La spinta verso la cittadinanza femminile ebbe la sua prima e più importante manifestazione pubblica con la presentazione in Parlamento, nel 1877, della prima petizione a favore del voto femminile da parte di Anna Maria Mozzoni (milanese, di formazione mazziniana, approdata in seguito a posizioni socialiste), che fu anche la redattrice nel 1906, per il «Comitato pro suffragio femminile», di un’altra fondamentale petizione al Parlamento, che ricevette l’appoggio di Giolitti, presidente del Consiglio dei Ministri, e che portò alla costituzione di una Commissione ministeriale nell’ottobre del 1907.

Ma fu solo con la fine del fascismo e della Seconda guerra mondiale che la questione della partecipazione femminile alla vita pubblica – al centro delle battaglie di associazioni femministe sia d’ispirazione comunista e socialista, come l’UDI (l’Unione donne italiane, nata a Roma nel settembre del 1944), sia cattoliche, come il CIF (Centro Italiano Femminile), che faceva capo all’Azione Cattolica – trovò piena e concreta attuazione dapprima con il decreto legislativo luogotenenziale n. 23 del 31 gennaio 1945 che conferiva il diritto di voto alle italiane, e poi col decreto n. 74 del 10 marzo 1946 che sanciva il loro diritto all’elettorato passivo.
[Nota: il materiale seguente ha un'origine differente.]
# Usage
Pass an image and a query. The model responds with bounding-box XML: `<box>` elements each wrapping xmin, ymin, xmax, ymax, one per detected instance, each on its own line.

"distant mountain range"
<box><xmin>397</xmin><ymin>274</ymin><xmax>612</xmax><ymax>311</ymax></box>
Per celebrare i settant’anni del voto alle donne il 23 maggio la CGIL Emilia−Romagna ha organizzato un incontro – presieduto da Vincenzo Colla (segretario generale CGIL Emilia−Romagna) – dal titolo La conquista del voto per le donne, al quale hanno partecipato Carla Cantone (segretario generale della FERPA, la Federazione europea dei pensionati e delle persone anziane), Valeria Fedeli (vicepresidente del Senato), Antonella Raspadori (segreteria CGIL Emilia−Romagna), Anna Salfi (presidente Fondazione Argentina Bonetti Altobelli), Luciana Serri (consigliere regionale Assemblea legislativa Regione Emilia-Romagna) e Serena Sorrentino (segreteria CGIL nazionale).
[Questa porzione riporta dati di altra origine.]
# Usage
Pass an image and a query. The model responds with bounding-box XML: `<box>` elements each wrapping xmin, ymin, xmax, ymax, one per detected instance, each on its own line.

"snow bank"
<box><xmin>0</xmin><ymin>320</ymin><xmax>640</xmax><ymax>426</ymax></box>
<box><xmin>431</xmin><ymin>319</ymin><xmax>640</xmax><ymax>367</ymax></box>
Partendo da un’attenta ricostruzione del cammino della cittadinanza delle donne in Italia – che si è soffermata anche sui percorsi biografici di alcune delle protagoniste appartenenti al movimento suffragista, e al mondo politico e sindacale italiano – nel corso della tavola rotonda si è voluto dare rilievo innanzitutto all’idea che l’allargamento della rappresentanza alle donne sia stato una faticosa conquista di tutte le donne italiane, al di là degli schieramenti ideologici e partitici. Si è poi voluto evidenziare il ruolo risolutivo dei due principali leader politici dell’epoca – De Gasperi e Togliatti –, i quali, anche per consolidare il consenso nei confronti della nascente democrazia, superarono lo scetticismo (e in alcuni casi l’ostilità) dei rispettivi partiti e appoggiarono completamente le rivendicazioni sui diritti femminili. Infine, si è precisato come l’affermazione del suffragio femminile abbia avuto il suo principale fattore propulsivo nell’accesso delle donne al lavoro, fonte di autonomia e d’indipendenza, nonostante che i pregiudizi e le condizioni lavorative del tempo penalizzassero le donne in termini di salario e di accesso alle professioni.

La questione della partecipazione femminile alla vita pubblica ha impegnato, fra la fine dell’Ottocento e la prima metà del Novecento, gruppi motivati e sempre più numerosi di donne, ma anche di uomini, le cui battaglie per il suffragio universale hanno finito per incrociare i nodi più spinosi dell’intera condizione femminile in Italia (oltre al diritto di voto, il diritto all’istruzione, il diritto di famiglia, il divorzio). L’affermazione della figura della «donna cittadina», che sceglie in totale libertà i propri rappresentanti e che può decidere di rappresentare – essa stessa – il popolo nel Parlamento sovrano, ha avuto un valore simbolico, politico, culturale e sociale cruciale. Ancora oggi, però, nonostante le importanti conquiste, quel percorso di emancipazione non è stato compiutamente realizzato e quella di un «balzo all’indietro» è una prospettiva sempre presente, e da contrastare con fermezza.